Rossella Barletta, ha pubblicato un decennio fa, per la collana Pochepagine edita da Schena di Fasano (BR), “Scazzamurieddhri” - I folletti di casa nostra - un volumetto nel quale l’autrice fa un ideale viaggio tra i folletti toccando i vari aspetti di queste favolose creature dell’immaginario popolare nell’ambito delle varie regioni italiane, soprattutto di quelle meridionali. L’autrice si sofferma in particolare sul folletto salentino che ha denominazioni diverse: laurieddhru, scazzamurieddhru, carcalùru e tanti altri, senza trascurare quello tarantino, foggiano o barese.
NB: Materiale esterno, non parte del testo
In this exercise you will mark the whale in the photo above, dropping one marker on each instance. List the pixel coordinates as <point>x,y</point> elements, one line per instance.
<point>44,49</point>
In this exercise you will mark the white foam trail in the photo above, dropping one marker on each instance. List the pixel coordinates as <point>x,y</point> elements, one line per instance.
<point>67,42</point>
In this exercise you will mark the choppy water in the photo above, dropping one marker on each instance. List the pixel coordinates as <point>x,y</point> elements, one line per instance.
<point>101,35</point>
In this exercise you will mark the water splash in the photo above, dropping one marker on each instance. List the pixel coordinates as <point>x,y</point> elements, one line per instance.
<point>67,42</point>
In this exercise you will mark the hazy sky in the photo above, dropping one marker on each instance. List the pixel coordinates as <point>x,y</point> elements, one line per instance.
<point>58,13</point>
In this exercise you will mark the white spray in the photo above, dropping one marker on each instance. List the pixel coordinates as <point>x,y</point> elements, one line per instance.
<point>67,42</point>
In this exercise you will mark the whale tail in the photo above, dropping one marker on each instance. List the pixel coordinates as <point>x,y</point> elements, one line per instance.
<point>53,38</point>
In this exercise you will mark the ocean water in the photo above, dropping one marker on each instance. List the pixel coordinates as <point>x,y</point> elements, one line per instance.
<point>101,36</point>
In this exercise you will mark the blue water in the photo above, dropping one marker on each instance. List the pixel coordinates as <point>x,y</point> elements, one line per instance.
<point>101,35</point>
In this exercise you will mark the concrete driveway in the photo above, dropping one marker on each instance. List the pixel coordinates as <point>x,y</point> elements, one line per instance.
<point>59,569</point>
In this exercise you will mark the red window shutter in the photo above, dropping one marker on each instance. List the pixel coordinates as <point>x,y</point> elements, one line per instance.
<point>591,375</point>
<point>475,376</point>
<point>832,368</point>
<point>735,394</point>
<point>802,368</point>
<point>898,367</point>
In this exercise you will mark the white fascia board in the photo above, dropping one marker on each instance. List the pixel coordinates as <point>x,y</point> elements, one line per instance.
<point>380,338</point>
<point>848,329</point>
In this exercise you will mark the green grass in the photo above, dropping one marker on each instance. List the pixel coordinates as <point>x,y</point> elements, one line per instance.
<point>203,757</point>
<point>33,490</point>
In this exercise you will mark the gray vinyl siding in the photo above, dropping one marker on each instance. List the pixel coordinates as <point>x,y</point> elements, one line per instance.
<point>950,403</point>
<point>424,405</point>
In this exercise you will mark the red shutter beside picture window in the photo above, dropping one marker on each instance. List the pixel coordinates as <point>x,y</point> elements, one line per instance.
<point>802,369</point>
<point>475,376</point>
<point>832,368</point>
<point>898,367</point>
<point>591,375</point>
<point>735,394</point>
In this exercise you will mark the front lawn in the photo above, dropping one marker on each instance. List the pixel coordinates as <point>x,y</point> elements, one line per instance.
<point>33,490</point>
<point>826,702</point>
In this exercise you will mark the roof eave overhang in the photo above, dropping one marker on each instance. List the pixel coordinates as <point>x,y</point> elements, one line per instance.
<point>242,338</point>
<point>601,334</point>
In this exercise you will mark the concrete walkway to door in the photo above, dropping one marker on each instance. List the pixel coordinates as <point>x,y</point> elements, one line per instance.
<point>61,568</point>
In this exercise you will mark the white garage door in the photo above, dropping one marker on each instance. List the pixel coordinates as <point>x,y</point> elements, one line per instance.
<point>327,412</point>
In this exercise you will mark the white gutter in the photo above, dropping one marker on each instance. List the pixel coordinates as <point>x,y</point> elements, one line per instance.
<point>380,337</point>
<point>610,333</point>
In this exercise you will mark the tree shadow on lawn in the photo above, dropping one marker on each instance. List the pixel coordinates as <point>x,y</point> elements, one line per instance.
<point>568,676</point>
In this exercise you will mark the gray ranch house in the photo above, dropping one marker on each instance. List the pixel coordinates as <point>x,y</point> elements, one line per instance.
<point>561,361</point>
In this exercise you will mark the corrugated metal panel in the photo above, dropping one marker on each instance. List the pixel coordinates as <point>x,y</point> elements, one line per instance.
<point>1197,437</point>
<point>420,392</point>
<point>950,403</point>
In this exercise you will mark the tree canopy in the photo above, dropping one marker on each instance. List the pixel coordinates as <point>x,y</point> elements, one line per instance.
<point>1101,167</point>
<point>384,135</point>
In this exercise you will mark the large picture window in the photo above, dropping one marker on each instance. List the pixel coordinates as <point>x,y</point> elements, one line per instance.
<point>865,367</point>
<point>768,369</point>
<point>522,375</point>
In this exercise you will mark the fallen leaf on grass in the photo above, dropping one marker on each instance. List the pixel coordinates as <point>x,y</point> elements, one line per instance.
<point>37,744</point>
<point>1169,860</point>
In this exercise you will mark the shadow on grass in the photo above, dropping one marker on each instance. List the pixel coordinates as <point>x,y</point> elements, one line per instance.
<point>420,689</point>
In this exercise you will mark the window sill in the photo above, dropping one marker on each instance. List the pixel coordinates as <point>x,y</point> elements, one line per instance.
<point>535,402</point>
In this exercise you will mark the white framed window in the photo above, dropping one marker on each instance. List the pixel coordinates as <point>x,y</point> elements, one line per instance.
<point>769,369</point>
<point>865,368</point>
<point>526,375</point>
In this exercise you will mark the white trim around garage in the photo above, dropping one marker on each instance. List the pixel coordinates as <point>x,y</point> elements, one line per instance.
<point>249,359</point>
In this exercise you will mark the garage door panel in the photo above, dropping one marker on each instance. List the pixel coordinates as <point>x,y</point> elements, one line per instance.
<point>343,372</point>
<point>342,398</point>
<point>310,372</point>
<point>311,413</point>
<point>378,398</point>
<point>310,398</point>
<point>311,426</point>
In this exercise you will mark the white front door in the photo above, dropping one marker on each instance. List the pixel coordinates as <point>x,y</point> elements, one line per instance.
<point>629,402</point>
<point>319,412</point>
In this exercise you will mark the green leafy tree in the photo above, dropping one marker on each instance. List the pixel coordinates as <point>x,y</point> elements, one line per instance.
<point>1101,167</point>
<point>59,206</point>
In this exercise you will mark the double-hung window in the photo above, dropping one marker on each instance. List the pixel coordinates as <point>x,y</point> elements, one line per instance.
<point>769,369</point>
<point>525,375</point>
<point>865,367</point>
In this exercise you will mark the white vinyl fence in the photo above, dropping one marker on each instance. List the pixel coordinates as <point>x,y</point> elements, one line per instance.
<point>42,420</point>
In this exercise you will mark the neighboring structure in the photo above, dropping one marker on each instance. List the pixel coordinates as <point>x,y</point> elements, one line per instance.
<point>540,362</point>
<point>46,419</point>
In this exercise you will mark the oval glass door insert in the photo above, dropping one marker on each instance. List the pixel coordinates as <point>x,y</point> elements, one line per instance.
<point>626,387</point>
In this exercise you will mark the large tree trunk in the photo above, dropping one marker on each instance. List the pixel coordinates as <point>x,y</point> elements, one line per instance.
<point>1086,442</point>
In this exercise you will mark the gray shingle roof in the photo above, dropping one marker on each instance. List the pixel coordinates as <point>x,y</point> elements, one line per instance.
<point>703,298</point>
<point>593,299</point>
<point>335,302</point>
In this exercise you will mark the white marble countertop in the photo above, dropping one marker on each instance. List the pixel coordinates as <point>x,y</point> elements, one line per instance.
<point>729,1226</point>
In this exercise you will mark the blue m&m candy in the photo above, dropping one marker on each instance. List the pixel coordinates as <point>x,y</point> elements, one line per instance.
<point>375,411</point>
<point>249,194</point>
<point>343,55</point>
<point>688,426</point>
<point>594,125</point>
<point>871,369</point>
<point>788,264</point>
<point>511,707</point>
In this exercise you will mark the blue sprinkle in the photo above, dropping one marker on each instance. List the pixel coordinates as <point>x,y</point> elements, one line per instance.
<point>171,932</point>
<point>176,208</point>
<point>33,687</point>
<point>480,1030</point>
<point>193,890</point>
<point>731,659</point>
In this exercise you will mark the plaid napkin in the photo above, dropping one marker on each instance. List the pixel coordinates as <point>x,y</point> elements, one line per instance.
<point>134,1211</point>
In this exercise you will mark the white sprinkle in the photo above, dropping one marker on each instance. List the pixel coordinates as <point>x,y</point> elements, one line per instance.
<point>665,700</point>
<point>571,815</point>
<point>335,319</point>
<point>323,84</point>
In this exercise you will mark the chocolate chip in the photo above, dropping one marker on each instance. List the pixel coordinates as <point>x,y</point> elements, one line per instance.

Parlare di uno di essi è come comprendere tutti gli altri, tanto sono impercettibili le varianti.
Il folletto di cui si parla è un piccoletto alto tre spanne, bruttino, fosco, peloso, vestito di panno color tabacco, con cappellino in testa, scalzo, smanioso di possedere un paio di scarpette, sdebitandosi con chi gliene fa dono con un gruzzolo di moneta sonante o indicandogli il luogo ove giace nascosto un tesoro.
L’autrice illustra anche le modalità in uso in alcuni paesi salentini per scongiurare i suoi influssi e conclude con alcune considerazioni, tra le quali quella di «accettare fino in fondo le creazioni idealistiche coincidenti con la realtà per il fatto che il folletto, è un tramite che incarna aspirazioni, desideri o anche paure legate alla condizione umana». Per cui «Sorprendentemente il ruolo svolto da millenarie credenze appare più importante di quanto si possa... immaginare».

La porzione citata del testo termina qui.